Friday, May 13, 2011

Seared Scallop Salad

I remember very specifically the first time I really tried scallops.  I was taken out for a fancy night on the town in San Francisco by a new beau.  All dressed up, we went to a wonderful restaurant before heading to the symphony.  Both relative novices to fancy dining, we went with a prix fixe menu of several courses.  After some grilled calamari with particularly large suckers, a plate of sauteed scallops was delivered to our table.  He immediately dove in to take a bite, I hesitated.  But, not wanting to dampen the evening, I ventured to give them a try with the determination not to show any adverse reaction.  As usual, my fretting was for naught: the scallops were delicious.  Sweet, creamy, and fresh, they were easily my favorite part of the meal.

Later I bought some at a farmers' market to try making them myself.  With such easy success, they are now one of my favorite meals to make as a treat.  I like serving them over salad to keep the flavors light. Look for nicely large, fresh scallops for the best flavor and texture.

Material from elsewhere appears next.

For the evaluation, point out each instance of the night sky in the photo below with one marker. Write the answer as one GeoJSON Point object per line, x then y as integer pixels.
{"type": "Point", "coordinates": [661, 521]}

- Start by preparing your salad.  You want everything else ready before you cook the scallops.  I used a combination of mache and spring greens.  I topped the greens with some red onion and avocado.  Some grapefruit would also be delicious.  Make sure you season your salad with a dash of salt-- you'll use less dressing this way.
- Mix a light vinaigrette of lemon juice, whit wine vinegar, olive oil, and pepper.  Set aside.
- Wash your scallops and pat dry.  Cut off the tough little tab of connective tissue on the side if it hasn't been already done.  Lightly sprinkle the scallops with sea salt.
- Heat a stainless steel pan to medium-high.  I do not recommend using non-stick as you won't get a proper sear.
- When the pan is hot, add a small pat of butter.
- Right after the butter melts, add the scallops.  They should sizzle.
- Turn the scallops once after about 60 seconds.  They should release easily.  You're not looking to cook them through so much as just sear the outside.  Overcooked scallops will become tough.
- After another 60 seconds, remove the scallops from the heat.  Place them on their salad bed and drizzle the vinaigrette evenly over everything.


1 comment:

  1. It seems there was a glitch in the matrix and blogger deleted this post-- should be all fixed now!